My background is running smaller engineering and manufacturing intensive
companies where we deal heavily in part numbers.

Regarding your database question, I would echo Jerry's answer. Anytime
that a field can be "messed with" by outsiders (in your case, the part
number) I would recommend not having it be the PK.

Regarding your company's number changes, it's behavior per your first
paragraph "For example Part ABC-100 might be changed to ABC-200 and the key
ABC-100 may be used for another part. violates "Part Numbering 101" and
basically makes the part numbers meaningless.

The description of behavior in your later paragraph "There is a white
envelope that measures 6” by 10” and the part-number is ABC-101. A switch is
made to a new supplier and part ABC-101 is replaced by an off-white envelop
that measures 6” by 10.1”. " is incomplete/ambiguous regarding what you are
actually doing in that case and so I can't comment on it.

Your company needs to start by defining what "part number" actually means to
it...that definition should have some enduring aspect, and then they should
follow that definition.
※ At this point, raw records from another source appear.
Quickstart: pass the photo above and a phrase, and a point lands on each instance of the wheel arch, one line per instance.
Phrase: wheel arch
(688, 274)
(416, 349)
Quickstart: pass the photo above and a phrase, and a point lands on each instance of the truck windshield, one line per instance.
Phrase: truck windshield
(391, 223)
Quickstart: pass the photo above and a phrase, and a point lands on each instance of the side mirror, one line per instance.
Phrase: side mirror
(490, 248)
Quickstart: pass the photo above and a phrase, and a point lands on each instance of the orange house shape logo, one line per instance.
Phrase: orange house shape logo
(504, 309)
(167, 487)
The vague outline for this is that part number
includes a definition (which never fundamentally changes) that nails down
enough to fulfill a certain form fit and function. "Form, fit and function"
could be very loose or very tight, here are some examples:

Loose: Where the part number is a "sales number" that is exposed to your
customers. And the only enduring definition is that it can anything that
nails down attributes that are relevant to customers.

Medium: Nails down form, fit and function for manufacturing purposes.

Tight: Nails down every attribute, including vendor etc.